Today only one thing is clear: Ivanishvili has cut off the radical wing of the opposition and at the same time those who may be suspected of links with the authorities, and decided in favour of the parties of clearly western orientation – the Republican Party and Irakli Alasania’s Free Democrats. The National Forum party, which holds traditional views, has joined them. A fundamental difference from the project of the previous oligarch, Badri Patarkatsishvili, is that whereas Patarkatsishvili attempted to unite the whole opposition under his name, and to force Saakashvili to resign by means of direct action, Ivanishvili is very scrupulous in his choice of political partners. If Badri Patarkatsishvili attempted to repeat the Rose Revolution, even in external appearances, then Ivanishvili is treading the path of opposition party building and electoral victory.

Bidzina Ivanishvili is Georgia’s richest man. After achieving so much in business, he seems willing to challenge present Georgia’s president Mikheil Saakashvili. Whether he will be able to avoid the fate of other opposition leaders is another question.
In the current situation the authorities are behaving like a bull in a china shop. The public revoking of citizenship (albeit on legal grounds), the pressure on the Kartu Group (Ivanishvili’s financial group in Georgia), the arrest of the Kartu bank cash transportation vehicle, the disarming of the guards, the detaining of Bidzina Ivanishvili’s personal representative who had arrived from Moscow with documents relating to his relinquishment of his Russian citizenship – all this evoked a negative reaction in the majority of Georgia’s population and increased the popularity of the newly-minted politician. Today Ivanishvili really resembles the hero of the film ‘The Hulk’, who becomes stronger the more he is hit. Ivanishvili’s meeting with representatives of Georgia’s diplomatic service demonstrates the futility of the authorities’ hopes of booting him out of the country with a single kick. The US ambassador in Georgia particularly stressed that it is important that access to information be secured so that people can come to their own conclusions, that there be a competitive playing field for the parties, and the elections be conducted fairly, and citizens have trust in them.
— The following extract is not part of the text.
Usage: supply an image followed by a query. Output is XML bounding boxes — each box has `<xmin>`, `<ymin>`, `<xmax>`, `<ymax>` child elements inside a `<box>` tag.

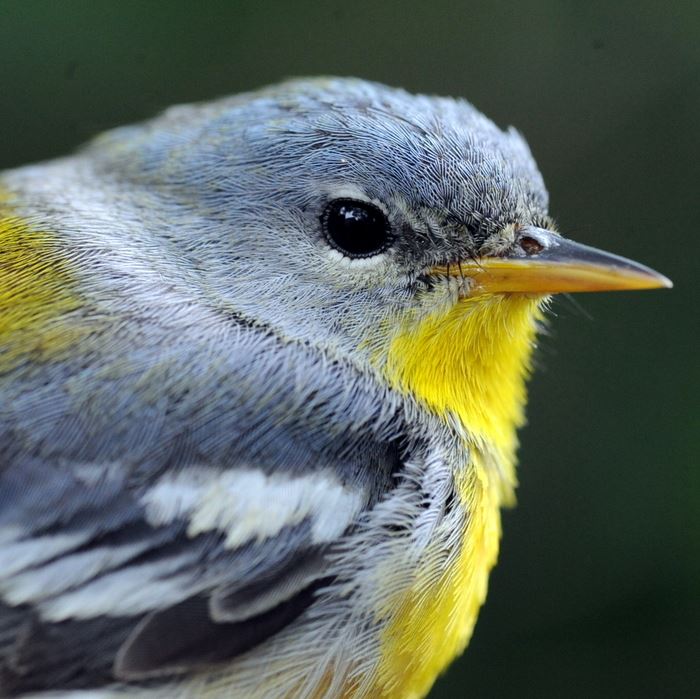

Ambassadors of different western countries spoke in a similar spirit. Essentially this safeguards Ivanishvili’s political career.
Society itself is divided into three parts: supporters of the authorities, convinced that Ivanishvili is the latest Kremlin project for the overthrow of the current government; supporters of Ivanishvili, who see him as a new Messiah; and the gamblers, attempting to guess the victor and not hurrying to place a bet. It is paradoxical, but Ivanishvili’s Achilles heel is his popularity and the great hopes pinned on him. Any mistake by him, any miscalculation will be blown out of all proportion. One way or another, it is too early to speak of the chances of real and most importantly competent opposition appearing in Georgia, although there is public demand for one, and has been for a long time. Time will tell to what degree Bidzina Ivanishvili will be able to realize his political potential.